Reading God's Word
Recently coming across ‘nine rules’ for bible reading left me feeling discouraged. Scripture is a source of strength, encouragement, joy and refreshment; yet reading it doesn’t always come naturally. Perhaps the word ‘guidelines’ rather than 'rules' might have sounded less condemning. Theologian F. F. Bruce said ‘Doing the will of God is not a matter of conformity to outward rules but of giving expression to inward love, such as the Spirit begets.’ (Bruce, Paul: Apostle of the Heart Set Free). If we love our Creator we naturally want to read His word; the challenge lies in making the space to do so.
So, where is the line drawn between duty and joy?
As Christians, it is our duty to read the bible in
the sense that without God’s word we no longer flourish. Jesus says ‘Apart from
me you can do nothing' but that if we remain in Him and keep His words within us, we can 'ask whatever' we wish and it will be done (John 15:5&7).
Yet it is also a source of joy; the greatest story ever told. The bible speaks of God’s word bringing ‘joy to the heart,’ and His commands being ‘radiant, giving light to the eyes’ (Psalm 19:7-8). This is important, for it is the ‘joy of the Lord’ that is our strength (Nehemiah 8:10). So how can we take more joy in scripture, and let it take deeper root in our souls?

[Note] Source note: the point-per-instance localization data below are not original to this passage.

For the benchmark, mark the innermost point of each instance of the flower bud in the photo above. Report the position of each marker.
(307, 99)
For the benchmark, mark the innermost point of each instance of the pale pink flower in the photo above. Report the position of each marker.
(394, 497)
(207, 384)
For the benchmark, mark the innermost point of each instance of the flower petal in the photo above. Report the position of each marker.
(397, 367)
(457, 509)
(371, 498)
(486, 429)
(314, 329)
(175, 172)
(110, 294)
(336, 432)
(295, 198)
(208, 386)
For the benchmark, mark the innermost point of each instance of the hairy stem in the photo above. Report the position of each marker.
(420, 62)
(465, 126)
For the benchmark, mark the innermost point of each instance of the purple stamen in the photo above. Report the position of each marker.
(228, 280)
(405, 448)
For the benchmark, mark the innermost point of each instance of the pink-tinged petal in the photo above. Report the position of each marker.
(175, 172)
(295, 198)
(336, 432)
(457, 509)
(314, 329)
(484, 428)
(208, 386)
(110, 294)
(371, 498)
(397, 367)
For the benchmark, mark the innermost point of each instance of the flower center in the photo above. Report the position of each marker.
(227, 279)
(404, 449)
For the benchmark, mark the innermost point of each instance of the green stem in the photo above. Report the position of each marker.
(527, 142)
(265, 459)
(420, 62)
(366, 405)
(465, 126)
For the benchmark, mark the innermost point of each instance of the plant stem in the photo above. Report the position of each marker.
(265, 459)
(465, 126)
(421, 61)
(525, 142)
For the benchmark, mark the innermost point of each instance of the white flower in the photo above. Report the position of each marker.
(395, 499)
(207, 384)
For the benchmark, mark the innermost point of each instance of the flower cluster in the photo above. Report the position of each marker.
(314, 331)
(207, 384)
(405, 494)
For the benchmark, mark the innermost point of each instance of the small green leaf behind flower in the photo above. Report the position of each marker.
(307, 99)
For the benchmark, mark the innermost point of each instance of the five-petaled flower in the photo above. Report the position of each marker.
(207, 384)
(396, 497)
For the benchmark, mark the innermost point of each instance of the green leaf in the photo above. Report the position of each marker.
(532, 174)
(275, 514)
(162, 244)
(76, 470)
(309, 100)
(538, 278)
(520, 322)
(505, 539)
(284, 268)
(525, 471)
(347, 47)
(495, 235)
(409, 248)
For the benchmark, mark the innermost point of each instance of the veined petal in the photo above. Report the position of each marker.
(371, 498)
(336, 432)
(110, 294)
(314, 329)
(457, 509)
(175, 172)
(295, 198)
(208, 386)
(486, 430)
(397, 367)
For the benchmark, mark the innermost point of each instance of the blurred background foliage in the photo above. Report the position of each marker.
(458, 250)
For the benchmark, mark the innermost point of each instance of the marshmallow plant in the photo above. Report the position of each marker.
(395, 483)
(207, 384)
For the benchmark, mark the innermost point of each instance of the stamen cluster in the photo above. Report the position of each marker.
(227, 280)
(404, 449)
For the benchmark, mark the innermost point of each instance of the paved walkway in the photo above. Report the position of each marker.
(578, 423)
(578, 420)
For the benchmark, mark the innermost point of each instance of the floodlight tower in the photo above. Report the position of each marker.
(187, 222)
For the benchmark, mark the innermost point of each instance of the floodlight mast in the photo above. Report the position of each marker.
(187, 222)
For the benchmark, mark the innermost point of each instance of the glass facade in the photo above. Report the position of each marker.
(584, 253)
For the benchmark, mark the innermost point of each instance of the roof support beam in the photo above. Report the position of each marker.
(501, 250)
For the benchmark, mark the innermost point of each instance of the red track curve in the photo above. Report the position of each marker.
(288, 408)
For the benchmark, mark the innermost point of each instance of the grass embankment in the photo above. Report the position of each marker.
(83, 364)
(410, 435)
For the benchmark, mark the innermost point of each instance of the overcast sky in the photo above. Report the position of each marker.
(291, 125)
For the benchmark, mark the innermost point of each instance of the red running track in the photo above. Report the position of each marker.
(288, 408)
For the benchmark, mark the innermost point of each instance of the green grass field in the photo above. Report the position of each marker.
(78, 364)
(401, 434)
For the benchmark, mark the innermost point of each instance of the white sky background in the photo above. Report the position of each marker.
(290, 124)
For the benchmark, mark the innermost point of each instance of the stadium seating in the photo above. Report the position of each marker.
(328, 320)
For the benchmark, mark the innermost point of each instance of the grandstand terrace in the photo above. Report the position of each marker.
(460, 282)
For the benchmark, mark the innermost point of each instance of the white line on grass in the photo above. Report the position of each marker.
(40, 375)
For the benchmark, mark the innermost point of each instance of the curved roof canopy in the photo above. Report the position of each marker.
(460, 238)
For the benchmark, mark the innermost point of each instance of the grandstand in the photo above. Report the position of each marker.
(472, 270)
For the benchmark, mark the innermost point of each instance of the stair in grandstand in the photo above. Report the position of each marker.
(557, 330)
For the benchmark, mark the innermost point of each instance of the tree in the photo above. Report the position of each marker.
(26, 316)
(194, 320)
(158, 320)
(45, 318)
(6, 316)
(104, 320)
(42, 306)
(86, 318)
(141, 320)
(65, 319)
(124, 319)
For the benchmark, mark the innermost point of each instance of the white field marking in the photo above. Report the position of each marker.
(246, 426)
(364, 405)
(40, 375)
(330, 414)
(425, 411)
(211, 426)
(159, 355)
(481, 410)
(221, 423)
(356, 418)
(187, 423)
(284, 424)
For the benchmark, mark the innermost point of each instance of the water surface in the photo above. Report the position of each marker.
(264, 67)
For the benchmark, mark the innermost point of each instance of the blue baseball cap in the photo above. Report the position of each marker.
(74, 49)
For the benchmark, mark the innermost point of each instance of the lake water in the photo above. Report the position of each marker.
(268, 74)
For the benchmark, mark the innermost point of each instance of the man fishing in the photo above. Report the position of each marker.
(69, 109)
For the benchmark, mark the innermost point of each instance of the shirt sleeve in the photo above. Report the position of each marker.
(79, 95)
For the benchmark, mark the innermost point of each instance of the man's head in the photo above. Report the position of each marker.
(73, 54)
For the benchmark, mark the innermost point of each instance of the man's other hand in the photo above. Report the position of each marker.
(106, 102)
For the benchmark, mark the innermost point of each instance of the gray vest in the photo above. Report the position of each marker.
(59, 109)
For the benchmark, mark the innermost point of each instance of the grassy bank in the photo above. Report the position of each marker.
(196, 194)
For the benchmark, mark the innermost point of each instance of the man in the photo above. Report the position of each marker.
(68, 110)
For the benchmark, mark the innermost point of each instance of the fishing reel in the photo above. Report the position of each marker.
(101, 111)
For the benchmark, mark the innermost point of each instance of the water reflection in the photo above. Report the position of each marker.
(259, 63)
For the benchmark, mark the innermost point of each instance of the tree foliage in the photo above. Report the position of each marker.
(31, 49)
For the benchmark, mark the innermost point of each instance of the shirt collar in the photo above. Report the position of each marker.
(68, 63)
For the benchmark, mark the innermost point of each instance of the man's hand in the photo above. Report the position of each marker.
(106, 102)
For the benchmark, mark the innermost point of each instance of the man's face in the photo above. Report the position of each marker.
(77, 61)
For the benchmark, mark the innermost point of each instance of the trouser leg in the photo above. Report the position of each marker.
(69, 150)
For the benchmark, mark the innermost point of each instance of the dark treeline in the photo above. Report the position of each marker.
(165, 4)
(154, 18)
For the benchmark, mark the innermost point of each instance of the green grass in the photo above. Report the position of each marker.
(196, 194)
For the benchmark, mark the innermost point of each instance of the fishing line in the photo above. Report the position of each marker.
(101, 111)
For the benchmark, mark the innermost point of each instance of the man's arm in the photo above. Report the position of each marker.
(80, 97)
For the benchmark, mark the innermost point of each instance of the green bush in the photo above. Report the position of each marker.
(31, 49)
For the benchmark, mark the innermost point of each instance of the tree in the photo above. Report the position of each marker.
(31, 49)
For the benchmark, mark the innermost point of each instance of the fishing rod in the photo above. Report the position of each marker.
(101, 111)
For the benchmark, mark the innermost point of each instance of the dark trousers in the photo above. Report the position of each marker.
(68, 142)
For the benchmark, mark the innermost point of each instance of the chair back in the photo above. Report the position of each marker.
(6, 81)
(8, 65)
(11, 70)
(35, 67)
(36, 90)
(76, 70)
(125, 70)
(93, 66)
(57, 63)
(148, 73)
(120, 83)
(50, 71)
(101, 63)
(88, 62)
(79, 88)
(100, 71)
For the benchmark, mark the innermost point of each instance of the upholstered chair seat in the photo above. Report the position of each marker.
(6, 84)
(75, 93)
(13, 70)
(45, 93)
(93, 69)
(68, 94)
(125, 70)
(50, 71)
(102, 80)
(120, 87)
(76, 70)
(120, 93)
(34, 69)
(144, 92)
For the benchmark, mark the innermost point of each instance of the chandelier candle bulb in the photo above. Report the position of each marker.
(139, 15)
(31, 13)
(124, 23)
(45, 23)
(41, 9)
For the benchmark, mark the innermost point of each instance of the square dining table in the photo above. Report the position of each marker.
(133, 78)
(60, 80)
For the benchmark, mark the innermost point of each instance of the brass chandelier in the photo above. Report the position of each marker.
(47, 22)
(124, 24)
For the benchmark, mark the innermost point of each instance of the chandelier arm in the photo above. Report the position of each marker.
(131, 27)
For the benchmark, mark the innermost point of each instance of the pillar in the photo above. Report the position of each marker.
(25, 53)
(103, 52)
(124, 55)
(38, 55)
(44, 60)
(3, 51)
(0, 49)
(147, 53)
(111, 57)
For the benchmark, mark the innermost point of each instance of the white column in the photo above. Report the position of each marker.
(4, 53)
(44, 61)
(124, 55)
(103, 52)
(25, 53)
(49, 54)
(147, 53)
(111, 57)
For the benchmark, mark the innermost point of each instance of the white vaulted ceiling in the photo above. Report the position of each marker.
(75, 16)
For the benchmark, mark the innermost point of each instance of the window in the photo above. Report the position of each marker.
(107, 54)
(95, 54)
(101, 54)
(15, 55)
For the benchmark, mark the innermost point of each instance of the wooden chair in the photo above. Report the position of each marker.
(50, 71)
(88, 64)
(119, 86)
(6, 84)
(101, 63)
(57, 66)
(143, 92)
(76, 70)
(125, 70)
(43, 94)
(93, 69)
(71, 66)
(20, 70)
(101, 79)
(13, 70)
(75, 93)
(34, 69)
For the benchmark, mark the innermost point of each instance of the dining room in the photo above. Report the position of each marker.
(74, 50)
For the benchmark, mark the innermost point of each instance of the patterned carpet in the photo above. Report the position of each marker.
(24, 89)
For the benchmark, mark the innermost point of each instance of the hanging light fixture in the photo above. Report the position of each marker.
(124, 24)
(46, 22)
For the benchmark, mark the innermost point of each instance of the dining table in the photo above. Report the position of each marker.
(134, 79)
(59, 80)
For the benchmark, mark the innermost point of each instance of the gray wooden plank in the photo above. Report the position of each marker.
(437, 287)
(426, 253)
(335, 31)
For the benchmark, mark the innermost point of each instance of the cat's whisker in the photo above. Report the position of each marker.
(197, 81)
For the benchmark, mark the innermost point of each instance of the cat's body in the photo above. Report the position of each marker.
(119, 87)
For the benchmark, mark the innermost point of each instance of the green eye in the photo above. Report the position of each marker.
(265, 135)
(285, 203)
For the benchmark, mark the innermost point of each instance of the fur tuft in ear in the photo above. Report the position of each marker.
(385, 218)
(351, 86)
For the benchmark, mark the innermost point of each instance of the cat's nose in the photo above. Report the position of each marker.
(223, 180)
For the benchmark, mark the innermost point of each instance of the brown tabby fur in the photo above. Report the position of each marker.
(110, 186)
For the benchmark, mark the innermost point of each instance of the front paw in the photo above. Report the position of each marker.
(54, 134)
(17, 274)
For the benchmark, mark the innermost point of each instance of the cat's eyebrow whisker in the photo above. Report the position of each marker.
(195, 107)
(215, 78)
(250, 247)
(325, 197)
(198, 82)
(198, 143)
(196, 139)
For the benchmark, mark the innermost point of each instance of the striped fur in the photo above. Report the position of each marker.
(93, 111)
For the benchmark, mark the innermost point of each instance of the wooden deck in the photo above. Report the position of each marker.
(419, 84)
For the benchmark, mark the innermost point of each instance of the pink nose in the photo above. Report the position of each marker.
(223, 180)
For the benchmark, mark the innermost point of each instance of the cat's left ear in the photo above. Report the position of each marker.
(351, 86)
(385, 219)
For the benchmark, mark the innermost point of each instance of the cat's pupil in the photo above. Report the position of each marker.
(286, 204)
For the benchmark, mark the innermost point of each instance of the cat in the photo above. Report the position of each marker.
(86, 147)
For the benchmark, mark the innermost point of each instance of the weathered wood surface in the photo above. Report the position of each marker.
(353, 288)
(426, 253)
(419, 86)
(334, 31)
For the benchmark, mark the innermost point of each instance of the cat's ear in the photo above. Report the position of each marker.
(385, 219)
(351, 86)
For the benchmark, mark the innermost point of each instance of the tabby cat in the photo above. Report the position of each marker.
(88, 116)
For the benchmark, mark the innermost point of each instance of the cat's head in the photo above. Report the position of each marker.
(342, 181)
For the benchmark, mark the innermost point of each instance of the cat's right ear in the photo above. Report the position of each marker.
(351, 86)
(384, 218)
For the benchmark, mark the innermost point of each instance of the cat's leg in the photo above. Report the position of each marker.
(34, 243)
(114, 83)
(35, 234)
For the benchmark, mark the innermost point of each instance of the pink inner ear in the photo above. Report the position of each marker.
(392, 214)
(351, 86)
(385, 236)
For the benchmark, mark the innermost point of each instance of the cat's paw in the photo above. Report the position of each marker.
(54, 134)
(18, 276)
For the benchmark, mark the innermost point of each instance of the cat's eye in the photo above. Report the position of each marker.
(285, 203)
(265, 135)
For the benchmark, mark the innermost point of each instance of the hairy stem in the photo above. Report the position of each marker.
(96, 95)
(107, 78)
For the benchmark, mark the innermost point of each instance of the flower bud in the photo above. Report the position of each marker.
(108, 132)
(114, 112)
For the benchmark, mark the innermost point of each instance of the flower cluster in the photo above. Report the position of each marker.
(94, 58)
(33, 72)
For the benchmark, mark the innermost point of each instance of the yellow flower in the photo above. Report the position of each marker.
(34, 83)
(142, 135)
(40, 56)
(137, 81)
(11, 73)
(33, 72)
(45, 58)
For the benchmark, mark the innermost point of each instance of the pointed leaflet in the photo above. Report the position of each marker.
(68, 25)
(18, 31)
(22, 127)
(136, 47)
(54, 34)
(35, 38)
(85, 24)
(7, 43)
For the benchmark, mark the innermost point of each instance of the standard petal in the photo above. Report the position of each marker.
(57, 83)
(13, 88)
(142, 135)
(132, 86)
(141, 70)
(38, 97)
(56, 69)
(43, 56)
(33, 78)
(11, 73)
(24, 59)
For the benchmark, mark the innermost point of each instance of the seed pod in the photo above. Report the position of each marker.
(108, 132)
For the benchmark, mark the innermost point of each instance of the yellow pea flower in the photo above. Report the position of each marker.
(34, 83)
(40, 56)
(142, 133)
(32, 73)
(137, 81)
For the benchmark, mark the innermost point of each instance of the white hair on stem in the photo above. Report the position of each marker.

Recently, standing in the garden looking at a flower, I realised that often the more attention we pay towards something, the more our appreciation grows. For those who don’t know the rules, watching rugby might be somewhat boring. However, those who have followed the game for years will be completely absorbed – perhaps on the edge of their seats! In a similar way, when we start to focus on scripture, enjoyment begins to flow.
Somebody once told me that rejoicing over bible verses is a brilliant way of deepening our appreciation. For example, we can read ‘The Lord reigns. He is robed in majesty. The Lord is robed in majesty and armed with strength’ (Ps 93:1). Then we can praise God that He reigns over everything - over our financial troubles or sickness, that He is armed with strength, and so on.
The bible has been used as toilet paper in Ugandan prisons; it has also made some, such as Helen, so excited at receiving their own copy that they've stayed awake all night reading it (see Bible Society). Even in difficulty, reading scripture can sustain us: It brings encouragement in hard times (Romans 15:4) helps us to obey God (Psalm 119:11) become fruitful (Psalm 1:2-3) and make wise decisions (Psalm 119:105).
Crucially, scripture sets us free. Through it we gain fresh, life-giving perspective. Paul wanted the Romans to be ‘transformed’ by the ‘renewing’ of their minds (Romans 12:2). As Richard Foster points out, Jesus made it clear that knowing ‘the truth’ will liberate us (Foster, Celebration of Discipline, John 8:32). As humans we might seek freedom through incredible experiences or little responsibility. Yet Jesus suggests that real freedom does not come through sunbathing on a desert island … but by delving into His word.
-As a church, do you think we should emphasize bible reading as a duty (or conversely, as a joy) more than we currently do?
-How do you enjoy reading the bible?